Getting Started with Reverse Engineering using Ghidra
In this article, we are going to explore how to download Ghidra, install it and use it to perform many important tasks such as reverse engineering, binary analysis and malware analysis.
But first what is Ghidra exactly?
According to its official Github repository:
"Ghidra is a software reverse engineering (SRE) framework created and maintained by the National Security Agency Research Directorate. This framework includes a suite of full-featured, high-end software analysis tools that enable users to analyze compiled code on a variety of platforms including Windows, macOS, and Linux. Capabilities include disassembly, assembly, decompilation, graphing, and scripting, along with hundreds of other features. Ghidra supports a wide variety of processor instruction sets and executable formats and can be run in both user-interactive and automated modes. Users may also develop their own Ghidra plug-in components and/or scripts using Java or Python.

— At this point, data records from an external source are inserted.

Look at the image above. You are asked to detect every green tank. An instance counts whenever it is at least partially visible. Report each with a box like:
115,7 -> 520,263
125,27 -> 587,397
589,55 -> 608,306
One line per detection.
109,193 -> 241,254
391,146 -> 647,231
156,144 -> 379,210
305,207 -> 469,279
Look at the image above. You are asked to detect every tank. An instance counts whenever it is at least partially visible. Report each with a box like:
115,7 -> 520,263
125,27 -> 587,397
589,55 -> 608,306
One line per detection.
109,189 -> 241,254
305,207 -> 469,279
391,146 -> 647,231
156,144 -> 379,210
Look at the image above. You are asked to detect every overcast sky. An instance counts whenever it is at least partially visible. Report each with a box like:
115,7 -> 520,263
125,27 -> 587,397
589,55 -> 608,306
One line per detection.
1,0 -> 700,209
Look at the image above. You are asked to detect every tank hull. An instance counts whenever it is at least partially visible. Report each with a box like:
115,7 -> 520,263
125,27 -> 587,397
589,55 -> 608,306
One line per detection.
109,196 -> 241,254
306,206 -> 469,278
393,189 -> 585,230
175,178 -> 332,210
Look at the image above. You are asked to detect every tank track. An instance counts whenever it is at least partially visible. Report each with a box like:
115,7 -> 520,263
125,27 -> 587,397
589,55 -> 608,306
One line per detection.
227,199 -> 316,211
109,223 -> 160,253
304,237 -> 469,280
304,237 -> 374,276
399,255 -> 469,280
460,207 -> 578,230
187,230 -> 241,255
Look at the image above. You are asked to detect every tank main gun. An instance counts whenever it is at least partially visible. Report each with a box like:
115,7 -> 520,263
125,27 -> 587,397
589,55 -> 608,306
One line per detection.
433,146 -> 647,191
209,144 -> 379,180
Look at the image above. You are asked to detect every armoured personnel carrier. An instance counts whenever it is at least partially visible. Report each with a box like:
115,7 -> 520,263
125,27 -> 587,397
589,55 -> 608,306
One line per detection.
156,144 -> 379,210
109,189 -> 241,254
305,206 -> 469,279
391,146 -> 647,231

In support of NSA's Cyber Security mission, Ghidra was built to solve scaling and teaming problems on complex SRE efforts, and to provide a customizable and extensible SRE research platform. NSA has applied Ghidra SRE capabilities to a variety of problems that involve analyzing malicious code and generating deep insights for SRE analysts who seek a better understanding of potential vulnerabilities in networks and systems.
https://github.com/NationalSecurityAgency/ghidra
The official website of the project is https://ghidra-sre.org:
As you can notice from the official description that this tool was developed and maintained by the US NSA (National Security Agency) which leads us to think about if this tool is secure. Check this post if you didn't know what i am talking about:
Compilation example with a C Program:
Before diving into the fundamentals of reverse engineering with this powerful tool (Ghidra) , let's explore the compiling phases in order to get an executable and some important terminologies.
Wikipedia defines Reverse engineering as follows:
"Reverse engineering, also called back engineering, is the process by which a human-made object is deconstructed to reveal its designs, __ architecture , or to extract__ knowledge __from the object; similar to scientific research, the only difference being that scientific research is about a natural phenomenon."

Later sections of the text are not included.